The variety and range of modules offered and the reputation as a leading UK institution in IP law made Queen Mary my first choice. I was thrilled to learn that not only had I received an offer of place but that also my Scholarship application had been successful. I am very grateful to Queen Mary for the opportunity to focus 100% on my studies, without having to worry about financial issues.
So far I am truly enjoying studying at Queen Mary. My modules are interesting and challenging. In particular, I really appreciate the opportunity to participate in a number of seminars on IP law organised by Queen Mary with no additional cost. Another positive aspect is that all lecturers are very friendly and supportive, always willing to give useful feedback on a variety of issues.
After the completion of my LLM I wish to secure a training contract in a law firm here in London. I am really enjoying London and I hope to learn as much as I can from this highly multicultural city.
Atif Bhatti, Germany
LLM in Intellectual Property Law 2010-11
School of Law Scholarship Winner
After qualifying as a lawyer in Germany I worked for an international law firm in patent litigation. However I always wanted to deepen my knowledge in international intellectual property. At Queen Mary I found the right program. With the Queen Mary Intellectual Property Research Institute (QMIPRI), Queen Mary has the perfect ability to offer a LLM in Intellectual Property. I found the amount of specialised courses in IP exceptionally attractive, especially compared to similar programs at other institutions. QMIPRI is one of the leading institutions in IP Law. I was really honoured when Queen Mary offered me a scholarship to study for a LLM in IP. But also without this scholarship I would have chosen Queen Mary to study at.
The courses that are offered at QMIPRI are very well presented and lecturers put a lot of effort into these courses. Studying within a diverse group of students from 90 different nations and jurisdictions made the courses and discussions really interesting to me. Most of the lectures are accompanied by tutorials where certain topics will be studied within a small group of students. Moreover certain seminars were offered throughout the year with well-known guest speakers. One of my personal highlights was the participation at the 12th EIPIN conference in Strasbourg and Alicante where I had the honour to represent Queen Mary. EIPIN is the European Intellectual Property Institutes Network, an association of 4 leading intellectual property institutes within Europe.

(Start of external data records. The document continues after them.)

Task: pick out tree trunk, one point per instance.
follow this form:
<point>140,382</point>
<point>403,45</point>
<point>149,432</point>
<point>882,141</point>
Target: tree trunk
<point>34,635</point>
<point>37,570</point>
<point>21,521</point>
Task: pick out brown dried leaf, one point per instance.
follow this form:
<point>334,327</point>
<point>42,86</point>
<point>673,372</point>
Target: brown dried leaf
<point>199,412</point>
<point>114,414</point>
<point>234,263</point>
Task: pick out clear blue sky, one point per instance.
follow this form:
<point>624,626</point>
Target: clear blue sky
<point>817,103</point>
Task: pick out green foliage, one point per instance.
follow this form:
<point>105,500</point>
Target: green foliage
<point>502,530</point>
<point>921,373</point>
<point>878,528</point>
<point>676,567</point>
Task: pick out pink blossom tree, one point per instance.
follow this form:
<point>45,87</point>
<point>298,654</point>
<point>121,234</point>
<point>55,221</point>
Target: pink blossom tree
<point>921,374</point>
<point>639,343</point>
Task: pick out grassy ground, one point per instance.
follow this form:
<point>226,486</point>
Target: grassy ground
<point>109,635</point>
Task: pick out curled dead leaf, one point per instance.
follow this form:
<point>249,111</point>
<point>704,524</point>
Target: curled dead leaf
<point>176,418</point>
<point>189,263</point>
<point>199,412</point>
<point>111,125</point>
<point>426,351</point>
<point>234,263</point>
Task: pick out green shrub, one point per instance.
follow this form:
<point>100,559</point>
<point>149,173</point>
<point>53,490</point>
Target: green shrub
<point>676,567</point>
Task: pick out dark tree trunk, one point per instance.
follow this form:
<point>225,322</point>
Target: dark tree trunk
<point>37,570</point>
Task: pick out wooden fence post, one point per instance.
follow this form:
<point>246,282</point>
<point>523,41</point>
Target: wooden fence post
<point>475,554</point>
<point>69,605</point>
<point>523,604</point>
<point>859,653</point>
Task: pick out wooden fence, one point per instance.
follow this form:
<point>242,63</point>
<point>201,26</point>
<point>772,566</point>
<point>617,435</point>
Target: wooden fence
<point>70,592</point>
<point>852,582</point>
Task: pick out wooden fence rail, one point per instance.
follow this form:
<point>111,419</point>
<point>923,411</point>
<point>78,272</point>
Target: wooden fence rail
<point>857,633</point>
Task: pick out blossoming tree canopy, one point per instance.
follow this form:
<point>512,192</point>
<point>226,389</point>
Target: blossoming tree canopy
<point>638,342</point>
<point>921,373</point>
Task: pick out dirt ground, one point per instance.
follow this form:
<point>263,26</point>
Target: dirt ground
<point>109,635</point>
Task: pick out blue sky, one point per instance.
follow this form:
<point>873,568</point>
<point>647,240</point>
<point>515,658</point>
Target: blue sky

After the completion of my LLM I will return to work as a solicitor in intellectual property. I look back on very exciting and inspiring year in London where I made new friends for life.
Gonzalo Manuel Bleda Navarro, Spain
LLM in Intellectual Property Law 2011-12 Scholarship Winner
Before I came to Queen Mary, I was working in an international law firm in Spain. I decided to do an LLM because I believe that postgraduate studies are a good manner to specialize in a field of law. In my case, I wanted to go deeper into the study of intellectual property and technology law. I chose Queen Mary because of the good reputation of the centre and its professors attracted me to the University. In addition, Queen Mary has a lot of different modules to choose regarding my specialization. All my teachers are supportive, giving helpful feedback, solving the questions asked by the students and bringing real discussion about the latest law developments and research. To be a postgraduate student in London is a great experience. This is a multicultural city with lot of different things to do, for instance I have gone to social meetings with my fellow students, and I have attended seminars and conferences in my specialized area of the law.
Jihan Williams, Crown Counsel, St Kitts and Nevis
Chevening Scholar 2013-14, LLM in Intellectual Property Law
Owing to the historical and legal connection between my home country, St Kitts and Nevis, and the United Kingdom, I knew I wanted to pursue my masters in the heart of England. I have spent my life living and learning in the Caribbean (I studied at the University of the West Indies in Barbados and the Norman Manley Law School in Jamaica) and wanted a different and more multinational perspective for my Master's. Of all the schools I researched, Queen Mary topped my list mainly because of its programme flexibility which allows you to choose modules from the most diverse and contemporary list of offerings that I came across. Even within my chosen area of Intellectual Property Law, QMUL's flexibility gave me the option to choose and mix modules that generally explored IP concepts or those that allow you to delve deeply into specific areas such as IP and medicine, the creative industries, trade, media, e-commerce, etc.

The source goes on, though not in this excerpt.